Казалось бы, налицо социальное явление фундаментального значения. Средства массовой информации и книгоиздание России систематически ведут оболванивание населения! Они действуют как подрывная сила, разрушающая структуры Просвещения и ту мировоззренческую матрицу, на которой была собрана нация России в ХХ в. Произошла деформация одного из важнейших общественных институтов. Как это произошло, какие механизмы произвели такое изменение, каковы тенденции, что можно им противопоставить? Ведь именно это – ранг тех проблем, которые должна была бы поставить на обсуждение Российская Академия наук. Но она отстранена от этой проблемы.

Академик В.Л. Гинзбург на заседании Президиума РАН констатировал: «Издающиеся большими тиражами газеты нередко печатают всякий антинаучный бред. Если же вы напишете в редакцию протест, разоблачите лженаучный характер публикации, то ваше письмо опубликовано не будет, вам даже не ответят».
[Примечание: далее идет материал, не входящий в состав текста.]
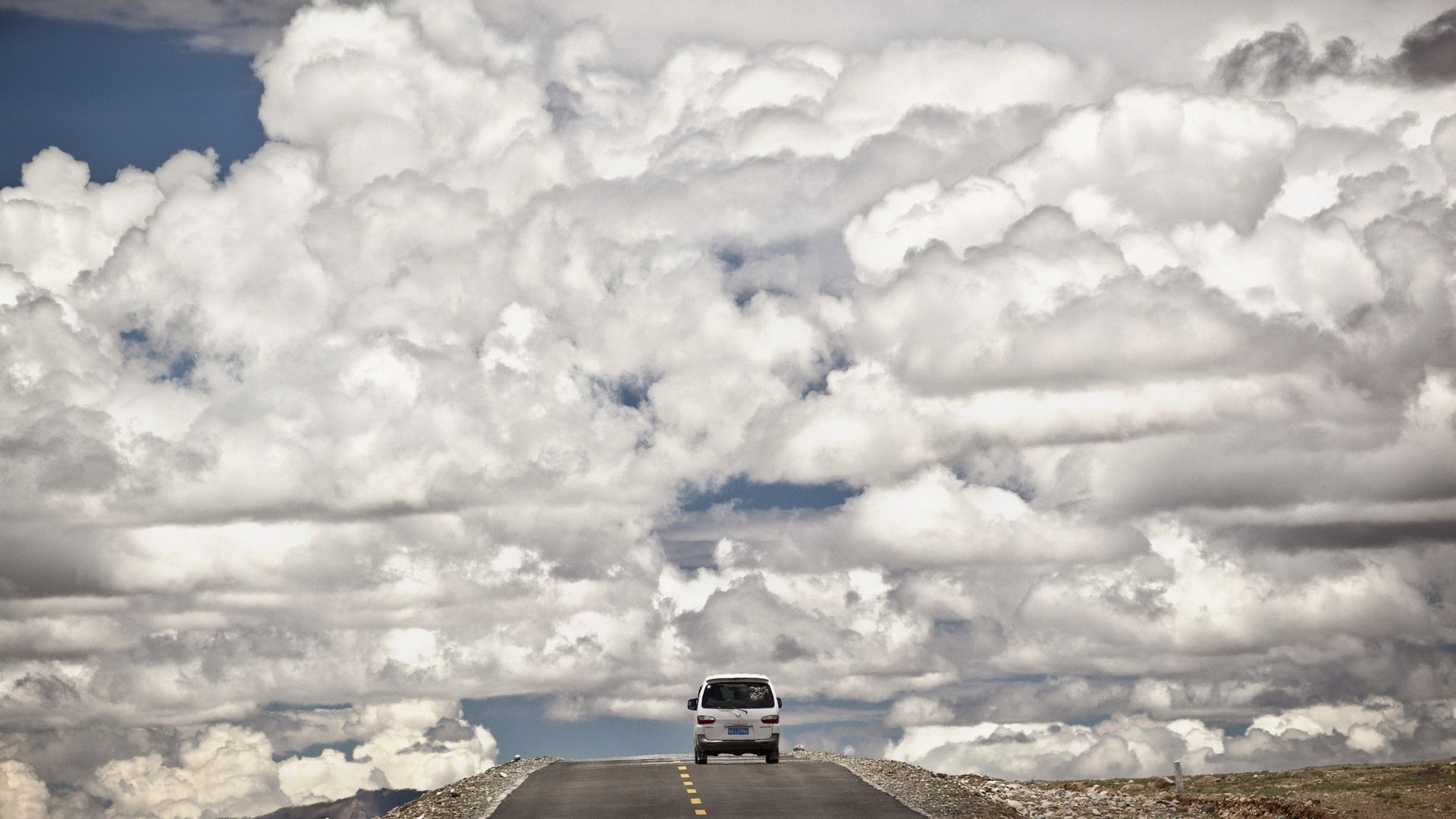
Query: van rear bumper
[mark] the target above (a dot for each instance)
(737, 745)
С.П. Капица поддержал: «То, что сейчас делается на телевидении, нельзя назвать иначе, как преступление перед нашей страной и обществом. Это делается намеренно, расчетливо, очень изощренными методами и талантливыми людьми».

Президиум РАН принял решение: «Рекомендовать для правительственных СМИ практику публикации комментариев, представляемых ведущими специалистами РАН, в случаях появления в этих изданиях статей, противоречащих известным научным фактам».

Значит, научное сообщество России уже и не пытается получить слово в частных СМИ! Оно в лице РАН просит позволить им дать комментарий лишь в правительственных СМИ – вот социальный статус науки в России. Но на деле и эти рекомендации гроша ломаного не стоят и ни к чему не обязывают государственную прессу. Например, главный редактор правительственной «Российской газеты» А. Юрков категорически отказался выполнять рекомендацию РАН, апеллируя к Закону о печати.

Видимо, ощущение собственного бессилия перед лицом такого вызова травмировало ученых не меньше, чем сам вызов. Положение, однако, не меняется.122

Отдельно надо сказать о попытках «реструктуризации» Российской Академии наук – ядра всей национальной научной системы и той матрицы, на которой наша наука создавалась и выращивалась. Они ведутся еще со времен перестройки.123 Осенью 2004 г. Министерство образования и науки РФ представило концепцию реформы РАН. К тому моменту в РАН было 454 научных института. Министерство предлагало государству прекратить финансирование большей их части, оставив к 2008 г. «100-200 хорошо технически оснащенных, укомплектованных квалифицированными кадрами, достаточно крупных и финансово устойчивых научных организаций».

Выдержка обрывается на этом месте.